Authors :
Presenting Author: Leah Goldstein, Undergraduate – University of Michigan. Ann Arbor
M. Carmen Varela, BSc Ba – University of Michigan
Tyler Thenstedt, BS – University of Michigan. Ann Arbor
Michael Uhler, PhD – University of Michigan. Ann Arbor
Jack Parent, MD – University of Michigan
Rationale:
Myoclonic atonic epilepsy (MAE), a severe developmental and epileptic encephalopathy (DEE), is characterized by seizures, developmental delay, and intellectual disability. MAE, as well as other neurodevelopmental disorders, have been linked to loss-of-function (LOF) variants in the SLC6A1 gene encoding the most abundant brain GABA transporter, GAT-1. GAT-1 regulates the synaptic reuptake of GABA and, in the cortex, is expressed primarily in interneurons. While LOF of GAT-1 leads to epilepsy and cognitive delays, how GAT-1 loss affects cortical interneuron development remains elusive. Here, we use a medial ganglionic eminence (MGE) brain organoid (MGEO) model generated from human induced pluripotent stem cells (iPSCs) to test the hypothesis that GAT-1 loss alters interneuron development.Methods:
Human fibroblasts were reprogrammed into iPSCs with concurrent CRISPR/Cas9 gene editing to target SLC6A1 knockout (KO). Compound heterozygous (KO), heterozygous (Het), and isogenic control (WT) iPSC lines were generated, as were MAE patient and sex-matched control iPSC lines . We performed bulk RNA sequencing of MGEOs at 21 days in vitro (DIV) and immunolabeling and RT-qPCR of 30-90 DIV MGEOs to investigate interneuron development and specification.
Results:
Reduction of GAT-1 mRNA expression was confirmed in SLC6A1 mutant MGEOs using qRT-PCR. GAT-1 expression decreased 80-95% in KO and 10-70% in HET lines vs. WT. We observed early upregulation of potassium-chloride cotransporter 2 (KCC2) and MAP2 in KO MGEOs vs. control, as well as a transient increases in SST expression in KO MGEOs beginning at 25 DIV, followed by a reduction at later stages, potentially indicating accelerated neuronal maturation and altered chloride homeostasis. Additionally, differential gene expression analysis of bulk RNA sequencing of SLC6A1 WT and KO MGEOs revealed downregulation of key MGE specification and cortical interneuron maturation genes, including LHX6, LHX8, SOX6, SHH, ARX, and DLX6, alongside upregulation of dorsal neuronal progenitor markers PAX6, ZIC2 and ZIC5. These results point to dysregulated MGE-derived interneuron development and accelerated or disrupted maturation with an initial bias toward early-born SST interneuron fates as well as a potential reduction of MGE identity with a ventral-to-dorsal fate shift.
Conclusions:
A delicate balance of ambient GABA levels during development is essential for proper GABAergic interneuron development.

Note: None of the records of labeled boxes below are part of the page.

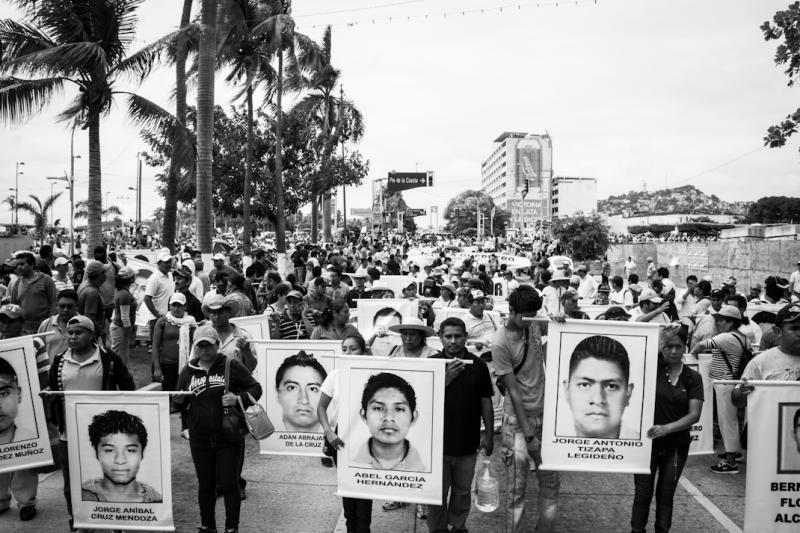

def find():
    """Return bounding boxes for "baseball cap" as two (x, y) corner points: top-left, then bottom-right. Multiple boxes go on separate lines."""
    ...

(712, 305), (742, 320)
(117, 266), (136, 279)
(67, 315), (94, 333)
(0, 304), (22, 320)
(639, 289), (664, 304)
(775, 303), (800, 327)
(192, 324), (219, 346)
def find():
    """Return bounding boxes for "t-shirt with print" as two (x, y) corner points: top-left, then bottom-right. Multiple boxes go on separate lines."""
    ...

(742, 346), (800, 381)
(492, 324), (544, 416)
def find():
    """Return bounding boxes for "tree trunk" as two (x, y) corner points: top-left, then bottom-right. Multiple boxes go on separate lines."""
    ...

(162, 0), (192, 253)
(275, 49), (286, 269)
(197, 0), (217, 254)
(242, 82), (255, 255)
(86, 110), (103, 249)
(311, 194), (319, 243)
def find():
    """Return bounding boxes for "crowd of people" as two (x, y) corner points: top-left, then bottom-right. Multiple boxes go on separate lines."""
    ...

(0, 239), (800, 533)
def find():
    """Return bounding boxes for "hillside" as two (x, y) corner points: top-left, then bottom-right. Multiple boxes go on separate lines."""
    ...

(597, 185), (749, 216)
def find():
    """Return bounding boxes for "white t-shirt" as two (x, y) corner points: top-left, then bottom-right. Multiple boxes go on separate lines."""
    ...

(742, 346), (800, 381)
(319, 368), (339, 430)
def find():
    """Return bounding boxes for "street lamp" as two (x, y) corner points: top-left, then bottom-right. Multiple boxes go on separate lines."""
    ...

(14, 161), (25, 233)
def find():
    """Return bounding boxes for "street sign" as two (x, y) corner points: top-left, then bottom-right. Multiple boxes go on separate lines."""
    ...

(386, 172), (433, 192)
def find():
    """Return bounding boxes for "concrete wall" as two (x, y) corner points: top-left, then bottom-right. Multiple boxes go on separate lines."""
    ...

(608, 241), (800, 291)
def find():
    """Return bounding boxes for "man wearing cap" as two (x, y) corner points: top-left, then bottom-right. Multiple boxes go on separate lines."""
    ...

(789, 261), (800, 300)
(8, 252), (57, 333)
(78, 261), (106, 337)
(270, 290), (313, 340)
(345, 272), (369, 309)
(577, 265), (597, 303)
(53, 257), (75, 293)
(49, 315), (136, 528)
(144, 252), (175, 326)
(633, 289), (672, 324)
(731, 303), (800, 400)
(691, 305), (751, 474)
(389, 317), (439, 358)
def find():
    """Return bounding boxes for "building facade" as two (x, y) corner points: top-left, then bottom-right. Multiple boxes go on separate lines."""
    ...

(552, 176), (597, 218)
(481, 131), (553, 233)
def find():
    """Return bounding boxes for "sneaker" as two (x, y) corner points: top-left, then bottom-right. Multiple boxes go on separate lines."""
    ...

(382, 502), (408, 511)
(708, 459), (739, 474)
(717, 452), (744, 463)
(19, 505), (36, 522)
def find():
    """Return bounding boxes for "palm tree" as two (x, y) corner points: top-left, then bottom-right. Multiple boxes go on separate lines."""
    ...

(217, 0), (282, 253)
(161, 0), (194, 253)
(292, 26), (364, 242)
(0, 0), (184, 251)
(17, 192), (64, 244)
(196, 0), (222, 253)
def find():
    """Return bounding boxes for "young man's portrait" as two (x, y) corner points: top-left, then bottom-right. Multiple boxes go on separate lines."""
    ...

(0, 357), (38, 444)
(81, 410), (162, 503)
(350, 372), (427, 472)
(562, 335), (640, 439)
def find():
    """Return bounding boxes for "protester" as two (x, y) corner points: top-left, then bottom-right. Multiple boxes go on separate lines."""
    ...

(50, 314), (136, 530)
(173, 325), (261, 533)
(631, 326), (704, 533)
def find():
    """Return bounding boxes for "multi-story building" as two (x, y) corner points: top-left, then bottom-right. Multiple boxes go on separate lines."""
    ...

(481, 131), (553, 233)
(551, 176), (597, 218)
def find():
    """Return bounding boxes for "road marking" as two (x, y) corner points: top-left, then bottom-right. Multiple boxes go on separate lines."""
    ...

(680, 477), (742, 533)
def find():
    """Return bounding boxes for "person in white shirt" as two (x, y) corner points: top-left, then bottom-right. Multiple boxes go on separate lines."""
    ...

(608, 276), (633, 308)
(577, 265), (597, 301)
(675, 275), (697, 318)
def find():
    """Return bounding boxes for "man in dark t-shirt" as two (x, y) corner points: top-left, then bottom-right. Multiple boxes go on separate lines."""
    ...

(428, 317), (494, 532)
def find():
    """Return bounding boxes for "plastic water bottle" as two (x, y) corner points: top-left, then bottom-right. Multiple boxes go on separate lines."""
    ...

(475, 452), (500, 513)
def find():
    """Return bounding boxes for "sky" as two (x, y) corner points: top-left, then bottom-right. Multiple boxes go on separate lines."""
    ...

(0, 0), (800, 225)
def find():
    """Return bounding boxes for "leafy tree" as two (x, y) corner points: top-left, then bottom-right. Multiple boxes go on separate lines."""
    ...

(0, 0), (182, 247)
(761, 2), (800, 148)
(745, 196), (800, 224)
(16, 192), (64, 243)
(444, 190), (511, 235)
(553, 214), (609, 261)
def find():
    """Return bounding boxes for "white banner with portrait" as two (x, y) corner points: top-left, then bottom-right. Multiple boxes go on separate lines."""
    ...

(744, 381), (800, 533)
(683, 353), (714, 455)
(231, 315), (270, 340)
(541, 320), (659, 474)
(65, 391), (175, 531)
(337, 356), (447, 505)
(357, 298), (419, 356)
(254, 340), (342, 457)
(0, 335), (53, 473)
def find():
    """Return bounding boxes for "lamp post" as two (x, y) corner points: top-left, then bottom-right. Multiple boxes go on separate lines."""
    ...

(14, 161), (25, 233)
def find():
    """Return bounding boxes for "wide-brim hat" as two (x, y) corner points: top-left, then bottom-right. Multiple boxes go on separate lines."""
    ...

(389, 317), (436, 337)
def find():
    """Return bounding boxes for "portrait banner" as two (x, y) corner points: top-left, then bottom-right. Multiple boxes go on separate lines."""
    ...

(683, 353), (714, 455)
(744, 381), (800, 533)
(0, 335), (53, 473)
(231, 315), (270, 340)
(337, 356), (447, 505)
(356, 298), (419, 356)
(65, 391), (175, 531)
(255, 340), (342, 457)
(541, 320), (659, 474)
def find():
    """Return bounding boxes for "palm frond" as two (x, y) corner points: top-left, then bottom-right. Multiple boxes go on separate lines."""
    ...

(0, 77), (65, 122)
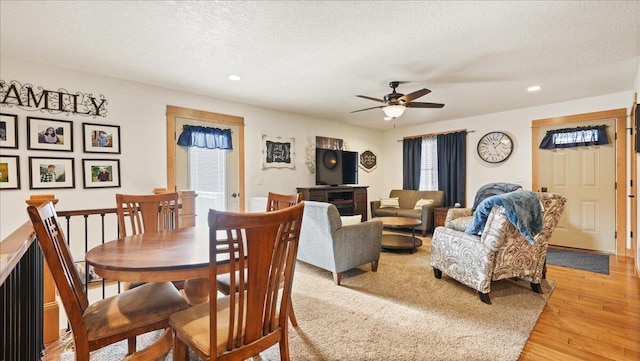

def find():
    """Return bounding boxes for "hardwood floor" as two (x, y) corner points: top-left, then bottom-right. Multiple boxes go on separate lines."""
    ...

(42, 252), (640, 361)
(520, 256), (640, 361)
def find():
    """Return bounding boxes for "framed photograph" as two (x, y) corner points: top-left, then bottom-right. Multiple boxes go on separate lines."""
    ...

(0, 113), (18, 149)
(0, 155), (20, 190)
(262, 134), (295, 169)
(82, 159), (120, 188)
(27, 117), (73, 152)
(82, 123), (120, 154)
(29, 157), (75, 189)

Our findings demonstrate that loss of SLC6A1 and subsequent GAT-1 deficiency disrupts key transcriptional programs required for MGE GABAergic cell specification and interneuron maturation, resulting in early SST overexpression, premature neuronal maturation, and reduced expression of core MGE markers. These alterations likely contribute to impaired interneuron development, potentially altering subsequent network formation. Further investigation into these phenotypes could provide mechanistic insights and treatment targets for SLC6A1-related neurodevelopmental disorders.Funding:
This work was supported by NIH (NINDS) U54NS117170 (JMP), the NSF Graduate Research Fellowship Program (MCV) and the NIH (NINDS) DSPAN F99/K00 predoc to postdoc transition award (MCV).